UC Irvine law students will travel California this summer to help determine if five giant banks are fulfilling the pledges they made in a $25-billion settlement of foreclosure-abuse investigations.
The students -- three this summer, and later expanding to eight or nine -- will meet with housing counselors, legal-aid groups and homeowners. They will work for a consumer-protection clinic set up by Katherine Porter, the UC Irvine law professor tapped by California Atty. Gen. Kamala Harris to oversee the settlement with Bank of America Corp., Wells Fargo & Co., JPMorgan Chase & Co., Citigroup Inc. and Ally Financial Inc.
From Harris’ viewpoint, their chief mission will be to collect information and complaints on whether banks are doing what they promised for distressed California homeowners, a spokesman said Tuesday.

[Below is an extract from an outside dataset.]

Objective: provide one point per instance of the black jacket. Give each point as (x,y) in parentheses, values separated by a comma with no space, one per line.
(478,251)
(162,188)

That includes forgiving at least $12 billion in mortgage debt by writing down principal and authorizing short sales, refinancing underwater borrowers, providing financial assistance to borrowers who lose their jobs, and paying restitution to victims of foreclosure abuses.
“The plan is to use them as information hunters and gatherers,” Harris spokesman Shum Preston said.
Porter said they’ll also be tasked with explaining details of the 300-page settlement to counseling and legal-aid groups, including its many California-specific requirements, so they’ll know what is expected of the banks and what is a legitimate complaint.
“One of the values of a public higher-education system is to provide expertise,” she said. “The first question the students ask is, ‘Do I have to read the whole settlement?’
“I tell them: ‘Of course!’”
The students will visit at least 12 counties and make at least 24 presentations, Porter said. Findings collected by the students will be incorporated in her first report on the settlement’s progress, which she said would be delivered about Labor Day.